Join our community slack channel and ask on #cockroachdb.
Try find someone from here if you know they worked closely on the area and CC them.

_{🦉 Hoot! I am a Blathers, a bot for CockroachDB. My owner is otan.}

rafiss · 2020-11-30T23:39:58Z

Thanks for the report!

I haven't been able to reproduce this locally. I created a local single-node v20.2.2 cluster with 10 tables, then added 100 more tables in a different database. In both cases, the query took under 20ms.

root@:26257/defaultdb> SELECT typinput = 'array_in'::REGPROC AS is_array, typtype, typname FROM pg_catalog.pg_type LEFT JOIN (SELECT ns.oid AS nspoid, ns.nspname, r.r FROM pg_namespace AS ns JOIN (SELECT s.r, (current_schemas(false))[s.r] AS nspname FROM ROWS FROM (generate_series(1, array_upper(current_schemas(false), 1))) AS s (r)) AS r USING (nspname)) AS sp ON sp.nspoid = typnamespace WHERE typname = 'jsonb' ORDER BY sp.r, pg_type.oid DESC;
  is_array | typtype | typname
-----------+---------+----------
   false   | b       | jsonb
(1 row)

Time: 17ms total (execution 17ms / network 0ms)

A couple questions for you @gyrter

Can you confirm that you saw this with v20.2.2? versions 20.2.0 and 20.2.1 did have an issue with performance of pg_catalog queries, but PR release-20.2: opt: add cost for table descriptor fetch during virtual scan #56349 made it into v20.2.2 and addressed that issue.
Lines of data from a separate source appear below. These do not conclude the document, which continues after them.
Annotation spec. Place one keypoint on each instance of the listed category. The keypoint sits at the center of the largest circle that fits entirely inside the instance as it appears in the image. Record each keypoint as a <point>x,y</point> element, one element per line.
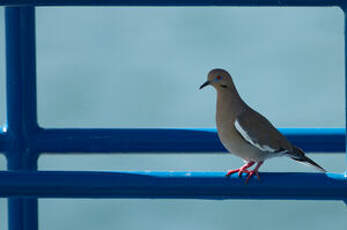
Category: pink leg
<point>241,170</point>
<point>254,171</point>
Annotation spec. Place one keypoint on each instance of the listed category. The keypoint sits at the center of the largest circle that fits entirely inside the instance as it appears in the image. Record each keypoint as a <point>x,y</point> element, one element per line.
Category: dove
<point>245,132</point>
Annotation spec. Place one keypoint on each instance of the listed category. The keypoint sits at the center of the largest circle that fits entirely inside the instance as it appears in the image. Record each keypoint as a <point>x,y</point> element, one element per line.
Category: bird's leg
<point>241,170</point>
<point>254,171</point>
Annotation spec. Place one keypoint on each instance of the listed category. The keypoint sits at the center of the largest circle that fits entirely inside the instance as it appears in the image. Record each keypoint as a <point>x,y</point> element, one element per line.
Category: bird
<point>246,133</point>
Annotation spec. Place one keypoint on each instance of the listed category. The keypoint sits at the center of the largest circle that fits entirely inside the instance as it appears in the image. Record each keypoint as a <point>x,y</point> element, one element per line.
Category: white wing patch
<point>245,135</point>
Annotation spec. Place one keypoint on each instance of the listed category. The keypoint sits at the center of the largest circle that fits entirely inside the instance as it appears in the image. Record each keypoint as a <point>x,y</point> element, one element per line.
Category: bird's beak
<point>205,84</point>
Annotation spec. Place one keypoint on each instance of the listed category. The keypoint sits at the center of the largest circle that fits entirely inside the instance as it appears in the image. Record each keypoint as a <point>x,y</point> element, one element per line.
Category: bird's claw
<point>240,171</point>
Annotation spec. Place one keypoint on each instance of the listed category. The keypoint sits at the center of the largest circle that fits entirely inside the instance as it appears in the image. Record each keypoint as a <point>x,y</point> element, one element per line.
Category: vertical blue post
<point>21,107</point>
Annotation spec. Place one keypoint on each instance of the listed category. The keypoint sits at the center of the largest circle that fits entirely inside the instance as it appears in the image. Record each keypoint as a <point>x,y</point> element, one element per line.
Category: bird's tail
<point>300,156</point>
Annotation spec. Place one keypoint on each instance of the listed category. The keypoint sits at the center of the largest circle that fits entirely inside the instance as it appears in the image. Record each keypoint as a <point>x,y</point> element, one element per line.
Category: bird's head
<point>219,79</point>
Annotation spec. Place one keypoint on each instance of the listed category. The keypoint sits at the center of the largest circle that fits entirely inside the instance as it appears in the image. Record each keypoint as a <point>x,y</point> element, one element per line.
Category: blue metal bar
<point>21,107</point>
<point>164,140</point>
<point>192,185</point>
<point>169,140</point>
<point>171,3</point>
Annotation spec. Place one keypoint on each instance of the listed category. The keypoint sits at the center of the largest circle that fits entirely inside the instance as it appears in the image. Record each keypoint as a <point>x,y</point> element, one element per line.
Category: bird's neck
<point>229,104</point>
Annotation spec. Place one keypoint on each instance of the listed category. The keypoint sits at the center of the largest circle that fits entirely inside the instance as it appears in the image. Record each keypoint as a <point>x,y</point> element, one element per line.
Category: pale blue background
<point>141,67</point>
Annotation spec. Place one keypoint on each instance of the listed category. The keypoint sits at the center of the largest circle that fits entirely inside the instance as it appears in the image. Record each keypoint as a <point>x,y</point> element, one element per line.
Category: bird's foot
<point>239,171</point>
<point>249,173</point>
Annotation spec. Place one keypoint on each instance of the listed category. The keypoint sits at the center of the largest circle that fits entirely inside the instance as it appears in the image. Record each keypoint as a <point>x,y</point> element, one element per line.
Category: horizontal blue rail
<point>172,3</point>
<point>162,140</point>
<point>197,185</point>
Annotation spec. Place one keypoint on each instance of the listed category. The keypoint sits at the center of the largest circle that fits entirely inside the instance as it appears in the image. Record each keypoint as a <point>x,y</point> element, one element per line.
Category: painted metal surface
<point>21,108</point>
<point>192,185</point>
<point>172,3</point>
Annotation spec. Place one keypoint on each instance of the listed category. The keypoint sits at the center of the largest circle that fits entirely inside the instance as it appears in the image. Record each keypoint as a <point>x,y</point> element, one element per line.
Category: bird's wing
<point>259,132</point>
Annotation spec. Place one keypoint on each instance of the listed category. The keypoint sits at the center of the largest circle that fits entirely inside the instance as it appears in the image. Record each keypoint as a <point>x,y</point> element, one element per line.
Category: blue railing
<point>22,140</point>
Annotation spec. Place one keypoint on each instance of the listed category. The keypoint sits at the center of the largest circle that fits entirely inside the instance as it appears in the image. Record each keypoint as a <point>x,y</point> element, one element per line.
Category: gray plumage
<point>246,133</point>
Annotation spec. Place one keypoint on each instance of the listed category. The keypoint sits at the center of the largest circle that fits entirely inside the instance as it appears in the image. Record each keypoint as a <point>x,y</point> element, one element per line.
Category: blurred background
<point>142,66</point>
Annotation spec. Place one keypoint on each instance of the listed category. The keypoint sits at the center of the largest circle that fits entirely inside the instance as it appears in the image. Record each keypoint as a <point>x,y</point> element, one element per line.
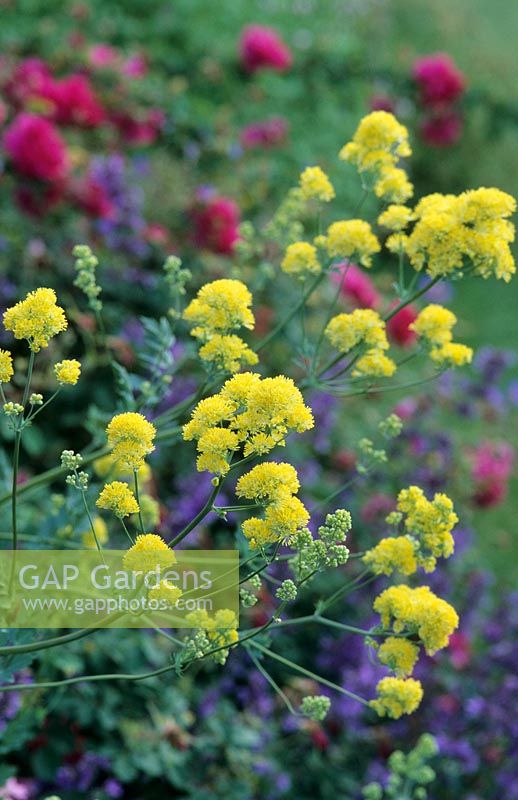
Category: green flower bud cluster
<point>409,774</point>
<point>287,591</point>
<point>315,706</point>
<point>176,278</point>
<point>391,426</point>
<point>86,264</point>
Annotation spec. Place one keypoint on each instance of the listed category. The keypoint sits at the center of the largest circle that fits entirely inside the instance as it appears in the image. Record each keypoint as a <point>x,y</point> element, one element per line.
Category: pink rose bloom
<point>442,129</point>
<point>382,102</point>
<point>269,133</point>
<point>356,286</point>
<point>262,48</point>
<point>398,327</point>
<point>492,464</point>
<point>36,148</point>
<point>102,55</point>
<point>439,80</point>
<point>216,225</point>
<point>75,102</point>
<point>30,79</point>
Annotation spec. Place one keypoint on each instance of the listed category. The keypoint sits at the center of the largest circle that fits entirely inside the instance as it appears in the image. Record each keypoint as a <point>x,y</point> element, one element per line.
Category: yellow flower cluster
<point>351,238</point>
<point>396,217</point>
<point>250,413</point>
<point>396,697</point>
<point>429,523</point>
<point>315,185</point>
<point>6,366</point>
<point>67,372</point>
<point>118,497</point>
<point>165,590</point>
<point>451,230</point>
<point>149,552</point>
<point>362,326</point>
<point>418,611</point>
<point>218,309</point>
<point>300,259</point>
<point>399,655</point>
<point>228,353</point>
<point>434,324</point>
<point>394,553</point>
<point>131,437</point>
<point>274,486</point>
<point>376,147</point>
<point>37,318</point>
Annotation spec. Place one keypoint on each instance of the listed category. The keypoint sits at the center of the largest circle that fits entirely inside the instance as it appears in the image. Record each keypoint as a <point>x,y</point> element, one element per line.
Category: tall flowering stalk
<point>238,416</point>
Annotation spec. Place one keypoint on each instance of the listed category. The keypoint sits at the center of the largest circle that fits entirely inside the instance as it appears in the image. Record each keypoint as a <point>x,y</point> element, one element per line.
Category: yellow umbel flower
<point>352,238</point>
<point>379,140</point>
<point>6,366</point>
<point>300,259</point>
<point>220,307</point>
<point>315,185</point>
<point>418,611</point>
<point>250,413</point>
<point>399,655</point>
<point>131,437</point>
<point>227,353</point>
<point>396,217</point>
<point>118,497</point>
<point>345,331</point>
<point>101,532</point>
<point>267,481</point>
<point>429,523</point>
<point>166,591</point>
<point>434,323</point>
<point>67,372</point>
<point>37,318</point>
<point>396,697</point>
<point>452,354</point>
<point>149,552</point>
<point>390,554</point>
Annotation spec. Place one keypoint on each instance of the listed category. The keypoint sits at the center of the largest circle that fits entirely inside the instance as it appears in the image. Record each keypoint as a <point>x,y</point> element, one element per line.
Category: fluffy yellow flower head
<point>300,259</point>
<point>228,353</point>
<point>452,354</point>
<point>101,532</point>
<point>37,318</point>
<point>6,366</point>
<point>429,523</point>
<point>67,372</point>
<point>345,331</point>
<point>248,412</point>
<point>418,611</point>
<point>315,184</point>
<point>149,552</point>
<point>118,497</point>
<point>131,437</point>
<point>352,238</point>
<point>167,591</point>
<point>435,324</point>
<point>396,217</point>
<point>390,554</point>
<point>220,307</point>
<point>379,140</point>
<point>396,697</point>
<point>399,655</point>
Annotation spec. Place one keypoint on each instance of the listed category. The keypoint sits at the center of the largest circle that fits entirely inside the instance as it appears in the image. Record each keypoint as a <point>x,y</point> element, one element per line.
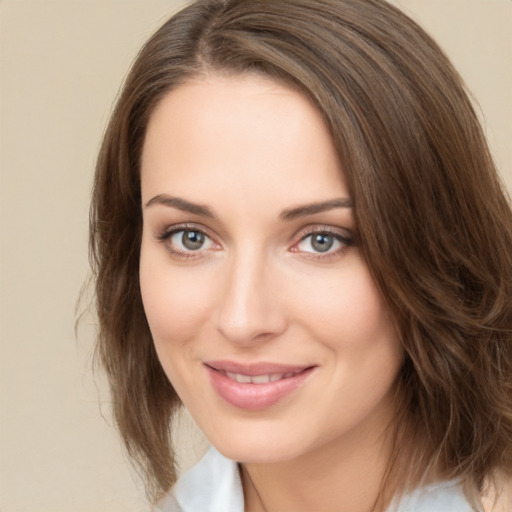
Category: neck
<point>345,474</point>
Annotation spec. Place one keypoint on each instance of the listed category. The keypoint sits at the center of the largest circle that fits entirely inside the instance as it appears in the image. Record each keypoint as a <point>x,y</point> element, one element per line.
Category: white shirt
<point>214,485</point>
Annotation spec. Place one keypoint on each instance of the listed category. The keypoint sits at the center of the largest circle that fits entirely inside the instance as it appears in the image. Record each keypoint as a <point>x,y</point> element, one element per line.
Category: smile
<point>258,386</point>
<point>258,379</point>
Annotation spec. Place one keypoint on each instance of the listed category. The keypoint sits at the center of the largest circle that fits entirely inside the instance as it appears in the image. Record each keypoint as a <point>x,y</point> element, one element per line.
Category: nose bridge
<point>247,309</point>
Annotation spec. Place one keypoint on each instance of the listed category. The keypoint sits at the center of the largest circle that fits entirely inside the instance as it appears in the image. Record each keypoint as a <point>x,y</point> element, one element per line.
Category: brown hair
<point>435,223</point>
So I just want to confirm that you are running a version that includes that PR.
I've only tried running the query from the command line. Can you reproduce the problem by running the problem from the command line? Or does it only happen when running from the Java app, which I see also uses a prepared statement.
Can you run the following and share the output?

EXPLAIN SELECT typinput = 'array_in'::REGPROC AS is_array, typtype, typname FROM pg_catalog.pg_type LEFT JOIN (SELECT ns.oid AS nspoid, ns.nspname, r.r FROM pg_namespace AS ns JOIN (SELECT s.r, (current_schemas(false))[s.r] AS nspname FROM ROWS FROM (generate_series(1, array_upper(current_schemas(false), 1))) AS s (r)) AS r USING (nspname)) AS sp ON sp.nspoid = typnamespace WHERE typname = 'jsonb' ORDER BY sp.r, pg_type.oid DESC;

gyrter · 2020-12-01T07:15:42Z

Thank you for fast responce. I will try to help you with this issue.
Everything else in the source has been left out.